Todas las revoluciones prometen el paraíso en la tierra y la liberación de las cadenas. /Cathopic/ Luis Ángel Espinosa. Es frecuente escuchar de boca de líderes políticos de muchas naciones, invocar el nombre de Dios. Lo harán con más o menos sinceridad o hipocresía, pero no les da vergüenza invocar a Dios en público. Por el contrario, en España hace muchos años que era políticamente incorrecto que un líder político pronunciara en público el nombre el Dios en un discurso. La llamada ‘ley del péndulo’, o sea la tendencia humana de ir de un extremo al otro sin nunca detenerse en el sabio punto medio, había logrado en aquella que una vez era la catoliquísima España, llegara a pensar que para ser ‘progresista’ había que ser ateo o agnóstico.

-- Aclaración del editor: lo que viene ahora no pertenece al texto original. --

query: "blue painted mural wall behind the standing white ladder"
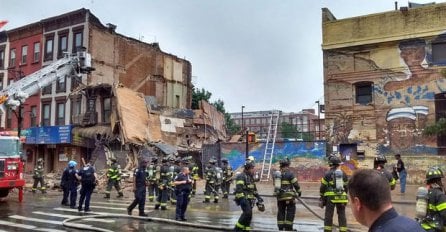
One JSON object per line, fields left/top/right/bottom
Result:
{"left": 221, "top": 141, "right": 334, "bottom": 181}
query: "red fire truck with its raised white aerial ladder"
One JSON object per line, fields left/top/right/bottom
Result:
{"left": 0, "top": 51, "right": 94, "bottom": 202}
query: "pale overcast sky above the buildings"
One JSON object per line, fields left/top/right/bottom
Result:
{"left": 0, "top": 0, "right": 444, "bottom": 112}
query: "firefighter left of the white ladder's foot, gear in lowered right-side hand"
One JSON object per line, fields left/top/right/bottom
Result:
{"left": 234, "top": 161, "right": 265, "bottom": 231}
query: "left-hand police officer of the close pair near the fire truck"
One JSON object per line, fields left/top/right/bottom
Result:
{"left": 60, "top": 160, "right": 78, "bottom": 209}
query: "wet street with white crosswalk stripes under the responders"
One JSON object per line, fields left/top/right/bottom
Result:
{"left": 0, "top": 183, "right": 415, "bottom": 232}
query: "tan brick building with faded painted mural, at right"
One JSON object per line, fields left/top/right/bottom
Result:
{"left": 322, "top": 4, "right": 446, "bottom": 182}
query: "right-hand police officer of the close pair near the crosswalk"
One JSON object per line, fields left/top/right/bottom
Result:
{"left": 75, "top": 162, "right": 98, "bottom": 212}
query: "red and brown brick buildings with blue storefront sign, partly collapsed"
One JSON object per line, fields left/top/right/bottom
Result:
{"left": 0, "top": 9, "right": 192, "bottom": 172}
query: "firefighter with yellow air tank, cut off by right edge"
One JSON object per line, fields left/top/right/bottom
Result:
{"left": 417, "top": 167, "right": 446, "bottom": 232}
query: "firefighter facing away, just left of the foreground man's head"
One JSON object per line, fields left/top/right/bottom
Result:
{"left": 320, "top": 155, "right": 348, "bottom": 232}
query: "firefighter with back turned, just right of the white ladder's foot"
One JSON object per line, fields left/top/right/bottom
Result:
{"left": 274, "top": 157, "right": 302, "bottom": 231}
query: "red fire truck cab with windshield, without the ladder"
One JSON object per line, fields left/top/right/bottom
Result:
{"left": 0, "top": 132, "right": 25, "bottom": 202}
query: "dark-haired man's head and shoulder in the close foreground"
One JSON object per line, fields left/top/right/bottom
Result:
{"left": 347, "top": 169, "right": 424, "bottom": 232}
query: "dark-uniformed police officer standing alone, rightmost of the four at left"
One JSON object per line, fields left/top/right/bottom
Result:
{"left": 173, "top": 166, "right": 192, "bottom": 221}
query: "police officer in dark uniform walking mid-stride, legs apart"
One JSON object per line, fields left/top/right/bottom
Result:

Mencionar a Dios en público te convertía socialmente en un retrógrado.

En los últimos meses eso ha vuelto a cambiar y tímidamente se ha escuchado el nombre de Dios en el Congreso de boca de algunos diputados que, por supuesto, no han tardado en ser tildados de ‘fanáticos religiosos’. Esto no le ha importado a un diputado que es también un prestigioso profesor de Derecho de la Universidad de Granada.

Se trata de José Francisco Contreras. Este intelectual laico católico hace pocas semanas llegó incluso a levantar en su mano derecha un crucifijo mientras hacía uso de la palabra desde la tribuna del Congreso de los Diputados, dando así un testimonio público inédito. Les aconsejo que sigan la pista de este personaje en las redes sociales y páginas de internet.

Me sirvo de este liberal conservador ‘pro vida’ y pro familia, para la siguiente reflexión: Todas las revoluciones prometen el paraíso en la tierra y la liberación de las cadenas.... Y todas, sin excepción, acaban en un baño de sangre. La francesa, la bolchevique, la mexicana...

No fue una excepción la revolución sexual de los años 60’ del siglo XX. Y eso que, de entrada, parecía una revolución amable –‘haz el amor y no la guerra’-. Flores, hippies, música, besitos...

Lo que hubo en realidad, fue la toma masiva de la pastilla anticonceptiva que, por primera vez en la Historia, permitía separar el sexo de la procreación. Pero la bomba de relojería que activó la píldora anticonceptiva le ha estallado a Occidente medio siglo más tarde. Porque ha destruido el significado nupcial y el significado procreativo del cuerpo humano. Para eso fue expresamente (aunque no exclusivamente) diseñado el cuerpo sexuado: “Creced y multiplicaos...”.

La contracepción ha roto hogares, ha enfrentado a hombres contra mujeres en la guerra de sexos, ha convertido el placer en un ídolo de barro al que se sacrifica todo lo demás, y ha sembrado Occidente de “solteros” sin vínculos sentimentales y sin familia, perpetuos adolescentes incapaces de asumir responsabilidades conyugales y paternales; y, por lo tanto, fácilmente manipulables por los Gobiernos.

Y, como todas las revoluciones, también la revolución sexual ha terminado en sangre. Las antiguas revoluciones decapitaban reyes o fusilaban zares, la revolución sexual de los años 60’, acaban con bebés en el vientre materno. Bebés débiles, indefensos, inocentes.

Y como todas las revoluciones, lo que ha traído la revolución de los años 60’ no ha sido el paraíso en la tierra sino una dictadura. La dictadura de la cultura de la muerte y de la ideología de género, que destruye lo que era el último reducto de libertad auténtica: la familia.